Reading time: Less than 1 minute
This is my weekly installment of “writing about writing,” in which I scan the world to find websites, books and articles to help other writers. Today I discuss a blog post about how to become a more visual thinker….
I am not what you’d call a natural visual thinker. For me, words and stories always come before images. Even when I’m reading, I seldom imagine what characters look like and I tend to skim through text involving detailed description of setting.
Still, I recognize this to be a deficiency of mine — and it’s likely the reason why I’ve generally stuck with writing non-fiction rather than novels or short stories. (Although I read fiction voraciously.)

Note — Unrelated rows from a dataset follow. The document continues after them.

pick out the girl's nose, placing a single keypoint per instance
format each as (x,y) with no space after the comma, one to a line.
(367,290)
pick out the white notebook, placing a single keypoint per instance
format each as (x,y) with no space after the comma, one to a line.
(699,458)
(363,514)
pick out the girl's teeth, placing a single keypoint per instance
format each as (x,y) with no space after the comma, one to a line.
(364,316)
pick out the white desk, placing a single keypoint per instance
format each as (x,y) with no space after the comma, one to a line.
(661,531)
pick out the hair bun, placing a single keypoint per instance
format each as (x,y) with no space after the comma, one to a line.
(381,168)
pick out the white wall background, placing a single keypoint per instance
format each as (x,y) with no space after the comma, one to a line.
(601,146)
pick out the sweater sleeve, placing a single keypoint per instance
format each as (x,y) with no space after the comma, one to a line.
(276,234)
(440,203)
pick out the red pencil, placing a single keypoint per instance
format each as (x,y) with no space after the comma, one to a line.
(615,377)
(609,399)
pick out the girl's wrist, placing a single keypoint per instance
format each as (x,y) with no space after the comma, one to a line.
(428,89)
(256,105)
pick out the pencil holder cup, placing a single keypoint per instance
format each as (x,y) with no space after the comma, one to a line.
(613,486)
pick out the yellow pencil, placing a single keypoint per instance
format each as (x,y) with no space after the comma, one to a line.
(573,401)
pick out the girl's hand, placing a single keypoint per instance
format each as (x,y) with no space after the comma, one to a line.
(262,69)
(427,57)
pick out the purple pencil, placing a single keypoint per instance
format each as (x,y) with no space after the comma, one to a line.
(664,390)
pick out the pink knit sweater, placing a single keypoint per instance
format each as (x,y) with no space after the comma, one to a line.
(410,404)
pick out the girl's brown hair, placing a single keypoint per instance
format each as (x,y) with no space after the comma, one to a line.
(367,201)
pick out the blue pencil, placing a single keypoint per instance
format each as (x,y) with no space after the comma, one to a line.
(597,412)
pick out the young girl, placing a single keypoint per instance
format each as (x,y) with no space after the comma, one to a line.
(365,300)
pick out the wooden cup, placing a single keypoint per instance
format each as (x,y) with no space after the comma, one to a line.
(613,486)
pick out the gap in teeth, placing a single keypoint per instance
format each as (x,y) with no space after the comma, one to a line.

For all these reasons, I very much appreciated K.M. Weiland’s recent and creative blog post under the headline, “11 Exercises to Enhance Your Visual Thinking.”
Her 11 exercises include:
- Dreamzoning (an intentional time of focused daydreaming)
- Taking story walks
- Seeking your own symbolism (subconscious brains speak in symbols rather than words)
- Filling the well (looking for enough beautiful/interesting images)
- Using music as a starting point
- Using images as starting points
- Focusing on colour and light
- Bringing in other senses
- Creating music videos in your head
- Taking (imaginary) snapshots
- Paying attention to your dreams
Weiland puts it this way:
As a writer of fiction, my life remains fervently in need of these dreams, these visions, these specters out the corner of my eye. And so, even as I dedicate myself to waging war against Internet brain and the inherent distractions that pull me away from my visual thinking, I also become more intent than ever on once again consciously accessing this amazing realm of creativity.
If you want to become a more visual thinker, be sure to try Weiland’s exercises.